Bernadette Barton teaches gender studies and sociology at Morehead State University. She views these kinds of events as a result of national anti-trans rhetoric.
“This is a good example of minority stress and discrimination. There's the impact of experiencing it for Nedra [McNeil], and then there's the impact when others in the neighborhood watch it happen, and some think it's okay,” Barton said.
Barton said transphobia isn’t always defined by direct attacks towards transgender people: There are families that are openly transphobic, and families who are on the fence about whom to support. She said the latter is more vulnerable to being easily swayed by messaging from institutions like governments and even churches.
She said this is a chance to engage in critical thinking about gender in homes and communities.
“People are really bad at talking about gender. It’s a good point of entry to talk about class privilege. And what it’s like for you and where you were disadvantaged and where you struggled, and then many can go from that to thinking about gender,” she said.

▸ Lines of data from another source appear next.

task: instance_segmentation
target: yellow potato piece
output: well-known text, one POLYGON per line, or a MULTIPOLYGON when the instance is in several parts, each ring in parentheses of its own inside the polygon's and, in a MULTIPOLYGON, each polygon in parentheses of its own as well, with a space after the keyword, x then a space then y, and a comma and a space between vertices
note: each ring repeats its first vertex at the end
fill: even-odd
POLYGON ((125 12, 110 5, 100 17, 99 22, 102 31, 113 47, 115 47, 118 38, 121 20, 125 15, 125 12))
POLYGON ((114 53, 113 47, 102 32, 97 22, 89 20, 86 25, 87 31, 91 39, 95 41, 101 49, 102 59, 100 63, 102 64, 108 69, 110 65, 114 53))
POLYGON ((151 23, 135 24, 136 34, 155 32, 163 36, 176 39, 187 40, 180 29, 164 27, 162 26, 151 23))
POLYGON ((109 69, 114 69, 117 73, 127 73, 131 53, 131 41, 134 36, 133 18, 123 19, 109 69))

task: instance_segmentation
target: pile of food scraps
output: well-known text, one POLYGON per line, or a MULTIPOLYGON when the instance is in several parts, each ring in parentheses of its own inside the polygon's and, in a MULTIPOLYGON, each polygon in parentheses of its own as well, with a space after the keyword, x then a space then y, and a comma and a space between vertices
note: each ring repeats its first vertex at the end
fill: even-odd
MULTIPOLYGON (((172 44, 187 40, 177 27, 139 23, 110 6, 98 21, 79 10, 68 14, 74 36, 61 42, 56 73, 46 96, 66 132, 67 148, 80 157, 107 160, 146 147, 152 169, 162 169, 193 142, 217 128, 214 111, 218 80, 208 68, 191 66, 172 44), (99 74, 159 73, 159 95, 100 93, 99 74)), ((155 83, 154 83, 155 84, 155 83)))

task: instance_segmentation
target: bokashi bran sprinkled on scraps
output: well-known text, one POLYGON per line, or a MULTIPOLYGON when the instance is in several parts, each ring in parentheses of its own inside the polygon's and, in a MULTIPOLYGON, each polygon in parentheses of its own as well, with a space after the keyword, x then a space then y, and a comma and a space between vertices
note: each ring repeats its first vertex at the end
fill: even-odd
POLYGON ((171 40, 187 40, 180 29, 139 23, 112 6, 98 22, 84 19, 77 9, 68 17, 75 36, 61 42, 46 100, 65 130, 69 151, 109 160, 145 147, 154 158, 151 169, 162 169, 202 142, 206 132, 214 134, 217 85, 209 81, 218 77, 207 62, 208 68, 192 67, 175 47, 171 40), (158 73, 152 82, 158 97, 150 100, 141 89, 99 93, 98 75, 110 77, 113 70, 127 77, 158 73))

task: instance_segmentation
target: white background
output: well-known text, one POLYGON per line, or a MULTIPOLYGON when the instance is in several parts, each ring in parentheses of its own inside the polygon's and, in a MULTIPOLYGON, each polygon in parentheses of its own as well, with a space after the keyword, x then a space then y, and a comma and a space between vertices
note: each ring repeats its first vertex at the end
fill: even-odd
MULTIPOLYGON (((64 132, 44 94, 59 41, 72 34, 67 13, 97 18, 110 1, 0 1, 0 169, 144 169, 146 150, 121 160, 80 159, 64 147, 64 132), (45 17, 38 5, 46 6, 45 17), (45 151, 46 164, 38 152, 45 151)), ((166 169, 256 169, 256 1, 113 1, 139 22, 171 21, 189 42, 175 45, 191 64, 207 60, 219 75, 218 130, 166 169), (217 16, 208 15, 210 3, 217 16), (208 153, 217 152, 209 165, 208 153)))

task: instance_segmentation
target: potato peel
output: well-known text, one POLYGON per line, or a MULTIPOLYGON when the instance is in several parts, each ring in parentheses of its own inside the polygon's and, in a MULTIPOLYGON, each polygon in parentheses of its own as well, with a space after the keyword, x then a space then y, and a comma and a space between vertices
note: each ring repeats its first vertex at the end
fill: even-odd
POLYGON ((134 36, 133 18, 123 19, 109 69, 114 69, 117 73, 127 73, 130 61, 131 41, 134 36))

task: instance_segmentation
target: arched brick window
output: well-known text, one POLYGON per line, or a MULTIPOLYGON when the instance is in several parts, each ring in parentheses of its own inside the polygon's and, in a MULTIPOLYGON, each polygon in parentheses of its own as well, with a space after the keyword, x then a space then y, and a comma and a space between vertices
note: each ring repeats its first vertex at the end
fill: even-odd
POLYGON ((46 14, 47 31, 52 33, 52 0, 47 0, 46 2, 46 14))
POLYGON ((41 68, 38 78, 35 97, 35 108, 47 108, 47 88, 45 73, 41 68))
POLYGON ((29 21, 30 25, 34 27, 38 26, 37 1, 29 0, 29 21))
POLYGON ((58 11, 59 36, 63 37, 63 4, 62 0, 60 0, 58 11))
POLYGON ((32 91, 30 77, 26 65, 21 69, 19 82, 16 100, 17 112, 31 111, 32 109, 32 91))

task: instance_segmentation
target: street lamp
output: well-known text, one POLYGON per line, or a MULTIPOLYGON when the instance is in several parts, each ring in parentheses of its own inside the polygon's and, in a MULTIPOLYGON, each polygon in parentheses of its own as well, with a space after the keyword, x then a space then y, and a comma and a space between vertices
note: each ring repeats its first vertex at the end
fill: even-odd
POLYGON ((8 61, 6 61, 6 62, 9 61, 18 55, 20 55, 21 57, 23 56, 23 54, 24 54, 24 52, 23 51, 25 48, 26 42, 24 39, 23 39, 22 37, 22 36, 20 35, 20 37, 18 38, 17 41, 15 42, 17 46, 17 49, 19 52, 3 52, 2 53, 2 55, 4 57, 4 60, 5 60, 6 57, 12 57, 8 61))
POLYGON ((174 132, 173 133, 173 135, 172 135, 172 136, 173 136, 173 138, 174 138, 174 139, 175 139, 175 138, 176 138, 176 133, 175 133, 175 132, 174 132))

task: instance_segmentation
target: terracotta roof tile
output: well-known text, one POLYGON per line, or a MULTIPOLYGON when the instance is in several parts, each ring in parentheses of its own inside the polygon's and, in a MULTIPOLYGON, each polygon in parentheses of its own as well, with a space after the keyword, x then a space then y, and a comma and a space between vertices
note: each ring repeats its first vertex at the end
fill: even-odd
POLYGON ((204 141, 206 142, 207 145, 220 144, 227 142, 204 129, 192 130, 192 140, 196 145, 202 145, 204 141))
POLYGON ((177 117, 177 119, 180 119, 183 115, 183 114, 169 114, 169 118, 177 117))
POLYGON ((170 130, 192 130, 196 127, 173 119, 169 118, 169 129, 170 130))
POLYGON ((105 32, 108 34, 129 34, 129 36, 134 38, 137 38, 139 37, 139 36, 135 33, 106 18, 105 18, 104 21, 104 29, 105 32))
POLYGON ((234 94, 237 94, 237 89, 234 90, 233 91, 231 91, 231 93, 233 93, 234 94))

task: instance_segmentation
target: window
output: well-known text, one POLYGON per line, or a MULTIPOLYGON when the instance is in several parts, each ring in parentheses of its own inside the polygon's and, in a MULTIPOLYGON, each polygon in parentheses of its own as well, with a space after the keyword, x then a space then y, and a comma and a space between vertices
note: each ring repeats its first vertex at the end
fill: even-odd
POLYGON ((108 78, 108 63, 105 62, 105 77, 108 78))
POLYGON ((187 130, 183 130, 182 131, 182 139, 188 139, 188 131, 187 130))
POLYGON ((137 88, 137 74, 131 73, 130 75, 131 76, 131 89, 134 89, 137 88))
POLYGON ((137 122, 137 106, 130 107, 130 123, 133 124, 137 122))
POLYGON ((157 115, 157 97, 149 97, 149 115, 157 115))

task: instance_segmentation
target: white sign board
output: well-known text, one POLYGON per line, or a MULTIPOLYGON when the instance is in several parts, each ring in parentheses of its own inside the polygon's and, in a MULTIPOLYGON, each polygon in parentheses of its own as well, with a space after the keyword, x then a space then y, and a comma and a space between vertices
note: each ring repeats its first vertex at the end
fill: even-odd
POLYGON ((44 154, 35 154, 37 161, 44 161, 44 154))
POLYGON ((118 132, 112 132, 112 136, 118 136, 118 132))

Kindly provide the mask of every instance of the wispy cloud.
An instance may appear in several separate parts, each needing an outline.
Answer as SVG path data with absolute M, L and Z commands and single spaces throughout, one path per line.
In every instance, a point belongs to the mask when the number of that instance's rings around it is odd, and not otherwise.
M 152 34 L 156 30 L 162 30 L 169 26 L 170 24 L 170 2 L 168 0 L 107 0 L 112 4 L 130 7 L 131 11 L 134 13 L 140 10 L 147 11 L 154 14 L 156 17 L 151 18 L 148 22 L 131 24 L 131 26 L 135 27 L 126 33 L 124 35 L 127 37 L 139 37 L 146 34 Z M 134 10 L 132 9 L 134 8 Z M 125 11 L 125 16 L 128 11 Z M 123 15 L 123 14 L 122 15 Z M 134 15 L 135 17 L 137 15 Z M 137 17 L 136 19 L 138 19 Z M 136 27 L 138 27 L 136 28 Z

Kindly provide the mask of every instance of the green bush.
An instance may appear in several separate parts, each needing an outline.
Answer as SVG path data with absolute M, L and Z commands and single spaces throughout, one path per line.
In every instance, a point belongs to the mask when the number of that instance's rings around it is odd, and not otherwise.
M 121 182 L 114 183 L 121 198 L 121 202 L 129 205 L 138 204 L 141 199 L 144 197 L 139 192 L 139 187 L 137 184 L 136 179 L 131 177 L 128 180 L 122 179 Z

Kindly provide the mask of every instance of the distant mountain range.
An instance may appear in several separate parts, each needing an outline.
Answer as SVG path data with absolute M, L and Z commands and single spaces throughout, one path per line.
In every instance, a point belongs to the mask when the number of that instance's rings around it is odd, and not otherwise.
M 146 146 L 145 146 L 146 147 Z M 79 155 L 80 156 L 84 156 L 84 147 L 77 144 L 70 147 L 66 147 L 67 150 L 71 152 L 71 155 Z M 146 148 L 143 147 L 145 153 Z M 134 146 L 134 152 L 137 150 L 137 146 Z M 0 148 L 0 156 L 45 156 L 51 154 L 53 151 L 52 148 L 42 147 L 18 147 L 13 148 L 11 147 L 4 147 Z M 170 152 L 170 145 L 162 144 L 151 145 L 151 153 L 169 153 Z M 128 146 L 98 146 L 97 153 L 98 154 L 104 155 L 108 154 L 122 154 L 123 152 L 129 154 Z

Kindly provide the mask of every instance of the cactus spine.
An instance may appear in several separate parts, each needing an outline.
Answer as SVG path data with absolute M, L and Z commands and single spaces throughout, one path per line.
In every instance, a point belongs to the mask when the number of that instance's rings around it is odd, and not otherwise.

These days, McNeil is searching for a new house. But for them, Beechmont is out of the question.
“This has definitely rattled the neighborhood. It’s still a community, and it was a community I was a part of, but it’s a community I don’t feel welcome in now,” they said.
If the neighborhood association doesn’t find an alternate location by January, board chair Pitts said it will stop sponsoring the market. Farmers who are in favor of staying near the church would be free to register their own market with the Department of Agriculture.
“Of all the hills to die on, for the neighborhood association to say, ‘We’re against transphobia enough that we’ll kill our own market but not before we lost our trans market manager if we can’t find a suitable place other than the church,’ that’s disappointing,” McNeil said.